A ruined shard caused ES node down

Does anyone encounter this kind of problem? A ruined but appeared as healthy shard caused the ES node shut down, and a memory dump is created.

The ES we used is 5.4.1. We have an index with more than 200GB data, and 12 shards. Days ago, one node with its one shard was shut down. Even we could start the node again and the cluster turnned green, after a while, the node was shut down again. A few times we tried, it always got shut down. [ During this period, a few logstash instances inserted data to the cluster, including this index. ]

At first, we guessed that the node may have heavy burden, so we tried to move the shard to another node. It's weird that the node could not be moved. The reroute command always failed. But when we moved other shard, even bigger, on this node, they always successed.

So we considered that this shard has been ruined, even it showed healthy. After we removed this index completely, the node returnned normal.

Did anyone encounter this kind of promblem before?
Any idea are appreciated.

Which version?
Can you share the logs before it crashes?

The ES version is 5.4.1. There is no related logs about this crash. We just observed some memory dump generated at that moment.
Unfortunately, due to the system limitation, only a few lines in the dump.

Is there any possiblity that an health-like shard but with abnormal data could lead to the node crash?

Is there any possiblity that an health-like shard but with abnormal data could lead to the node crash?

Well. Not on purpose. @jasontedor does this remind you anything?

The ES version is 5.4.1.

Could upgrade to latest version?

What is your exact JVM version? java -version

1.8.0_66-b17

Can you upgrade to latest JVM version? For example:

java version "1.8.0_144"
Java(TM) SE Runtime Environment (build 1.8.0_144-b01)
Java HotSpot(TM) 64-Bit Server VM (build 25.144-b01, mixed mode)

Thanks for your suggestion. And sure, we could do that.

Is there any bug reported related to old jdk?
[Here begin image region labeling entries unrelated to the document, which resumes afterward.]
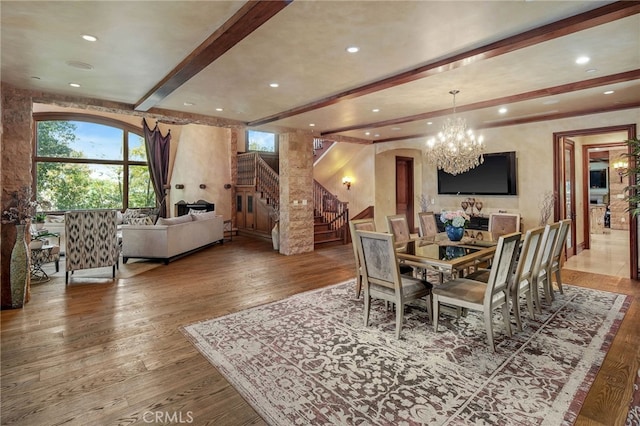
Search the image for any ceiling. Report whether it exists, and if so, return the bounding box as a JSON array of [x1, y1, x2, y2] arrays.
[[0, 0, 640, 143]]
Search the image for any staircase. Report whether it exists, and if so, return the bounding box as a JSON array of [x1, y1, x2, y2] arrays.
[[236, 153, 349, 248]]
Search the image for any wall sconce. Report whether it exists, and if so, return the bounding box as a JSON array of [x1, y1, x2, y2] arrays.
[[342, 176, 353, 190], [613, 160, 629, 183]]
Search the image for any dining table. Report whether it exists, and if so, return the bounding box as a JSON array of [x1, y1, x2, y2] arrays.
[[397, 234, 497, 283]]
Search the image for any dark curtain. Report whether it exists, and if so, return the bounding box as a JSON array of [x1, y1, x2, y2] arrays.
[[142, 118, 171, 217]]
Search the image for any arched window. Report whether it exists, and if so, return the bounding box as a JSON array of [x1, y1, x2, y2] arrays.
[[33, 113, 156, 212]]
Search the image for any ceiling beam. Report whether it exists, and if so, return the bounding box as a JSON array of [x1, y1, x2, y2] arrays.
[[321, 69, 640, 136], [373, 101, 640, 144], [247, 1, 640, 126], [135, 0, 293, 111]]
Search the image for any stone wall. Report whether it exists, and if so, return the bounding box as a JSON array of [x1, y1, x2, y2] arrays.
[[0, 84, 33, 308], [279, 132, 313, 255]]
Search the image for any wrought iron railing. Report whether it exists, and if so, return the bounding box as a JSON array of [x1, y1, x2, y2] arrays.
[[313, 180, 349, 244]]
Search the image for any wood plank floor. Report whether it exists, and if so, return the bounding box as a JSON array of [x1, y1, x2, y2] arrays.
[[0, 237, 640, 426]]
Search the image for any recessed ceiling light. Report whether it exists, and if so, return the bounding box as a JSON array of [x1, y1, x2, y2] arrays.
[[576, 56, 591, 65], [67, 61, 93, 70]]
Officially we do support Oracle JVM 1.8u60+ and IcedTea OpenJDK 1.8.0.111+.

See https://www.elastic.co/support/matrix#matrix_jvm

What is your vendor?

We are using Oracle JVM. In most cases, the ES works excellently.
Later, as you suggested, we plan upgrading to latest JDK 1.8.

Sorry, it does not. The description is lacking sufficient detail (logs, error messages, etc.) for us to triage this one.

This topic was automatically closed 28 days after the last reply. New replies are no longer allowed.